Canalys speculated that the Russians could turn to Chinese tech to solve this problem. “With sanctions on technology imports imposed by the West, Russia can be expected to turn more to China (which has stated its opposition to sanctions), particularly as the Russian government rushes to replace Western brands and maintain access to key technologies. The winners are likely to be Chinese vendors such as Huawei, that have themselves been the victim of Western trade embargoes,” the company wrote.
As the Lenovo situation shows, however, it’s more complex for Chinese companies that do significant business with Western customers.
As for the big three cloud vendors — Amazon, Microsoft and Google? John Dinsdale, principal analyst at Synergy Research, a firm that tracks the cloud market, said that Russia accounts for a fraction of 1% of these companies’ overall business.
“From the perspective of AWS, Microsoft Azure and Google Cloud, cutting off Russian customers would have little effect,” he said.
But for those customers, it could still be painful. “Of course, for the customers that might be cut off, the impact could be very meaningful. Russia is not a particularly well-developed market, but for companies that have made a major transition to cloud-based operations, then reversing course will be tough,” he said.
Canalys analyst Blake Murray agreed, but said that as with smartphones and PCs, customers left in the lurch by sanctions could turn to Chinese cloud giants. “Overall, it is expected that Russian companies pivot to Russian CSPs like Yandex and Chinese providers that have data centers in the country. They will also look to replace software like Office with Russian-registered equivalents,” he said.
That’s not to say it’s going to be easy, but Murray said many organizations inside of Russia had at least started moving in this direction with migration efforts underway.
You may be wondering about the impact on SaaS companies. Dinsdale said that the SaaS market tends to be more fragmented, with many more in-country options. That said, “Russia is again a small market accounting for less than 1% of worldwide SaaS revenues. For both Microsoft and Salesforce, Russia accounts for less than 1% of their SaaS business.”
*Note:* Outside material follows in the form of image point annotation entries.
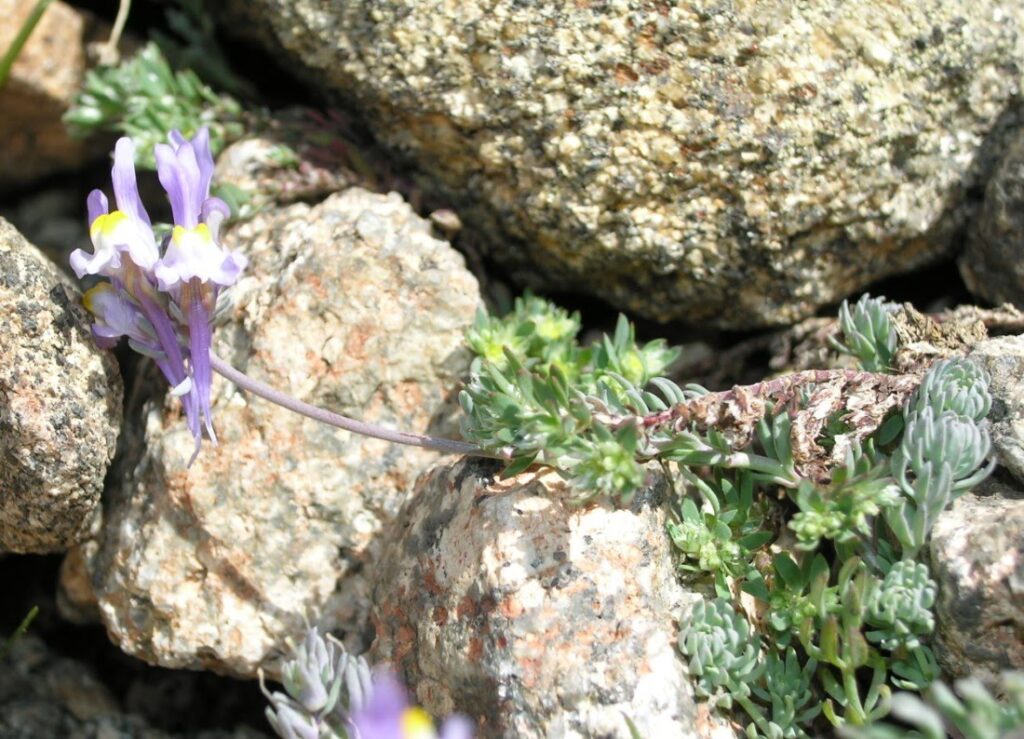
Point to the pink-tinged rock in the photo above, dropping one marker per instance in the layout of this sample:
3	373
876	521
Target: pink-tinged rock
536	617
59	404
350	304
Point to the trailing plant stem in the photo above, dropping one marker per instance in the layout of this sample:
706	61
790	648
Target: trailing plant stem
448	446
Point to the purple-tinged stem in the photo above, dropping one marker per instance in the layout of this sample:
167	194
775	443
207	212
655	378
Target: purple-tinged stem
449	446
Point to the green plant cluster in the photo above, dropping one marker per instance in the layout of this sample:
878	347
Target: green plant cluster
539	395
822	604
144	98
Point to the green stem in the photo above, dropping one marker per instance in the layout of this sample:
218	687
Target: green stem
19	632
23	36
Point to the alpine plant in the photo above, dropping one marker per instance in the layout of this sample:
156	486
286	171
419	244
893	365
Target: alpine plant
162	296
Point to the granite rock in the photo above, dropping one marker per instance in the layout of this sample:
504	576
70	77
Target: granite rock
991	264
59	404
350	304
538	618
977	552
43	82
1003	357
728	163
45	695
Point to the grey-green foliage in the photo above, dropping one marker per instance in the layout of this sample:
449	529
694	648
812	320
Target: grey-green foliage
867	333
193	45
323	685
720	533
144	98
730	664
843	510
974	713
845	607
943	449
536	392
725	653
899	608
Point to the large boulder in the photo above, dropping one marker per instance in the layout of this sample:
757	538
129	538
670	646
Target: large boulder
733	163
977	553
43	82
59	404
539	618
350	304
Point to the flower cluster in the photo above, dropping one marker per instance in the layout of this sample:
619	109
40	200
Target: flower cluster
329	694
162	297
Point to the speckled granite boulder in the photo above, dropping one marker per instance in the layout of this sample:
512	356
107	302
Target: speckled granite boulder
541	619
992	265
1003	357
350	304
737	164
44	696
977	553
43	82
59	404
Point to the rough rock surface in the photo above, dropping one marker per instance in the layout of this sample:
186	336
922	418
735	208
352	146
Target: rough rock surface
738	163
349	304
43	82
991	264
43	695
977	552
1003	357
59	404
538	618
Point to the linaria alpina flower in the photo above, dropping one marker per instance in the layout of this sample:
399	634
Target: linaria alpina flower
387	714
163	298
164	303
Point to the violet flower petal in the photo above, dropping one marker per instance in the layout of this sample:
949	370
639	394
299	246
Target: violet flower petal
381	716
125	183
178	173
193	254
Finally, we have internet backbone providers reportedly leaving Russia, with Cogent and Lumen announcing they were shutting down operations this week.
“The business services we provide are extremely small and very limited as is our physical presence,” Lumen said in a statement. “However, we are taking steps to immediately stop business in the region.”
Cogent did not issue a public statement, but it was widely reported that it is ceasing business operations in Russia. It’s unclear what the impact would be, but from Cogent’s network map, it doesn’t appear to have any data centers in Russia.
Still, cutting off internet access could have serious implications for people who are trying to get news outside the country, and for companies trying to conduct business. As Dinsdale pointed out, you can’t access any cloud service without internet access, so that could have a potentially serious impact.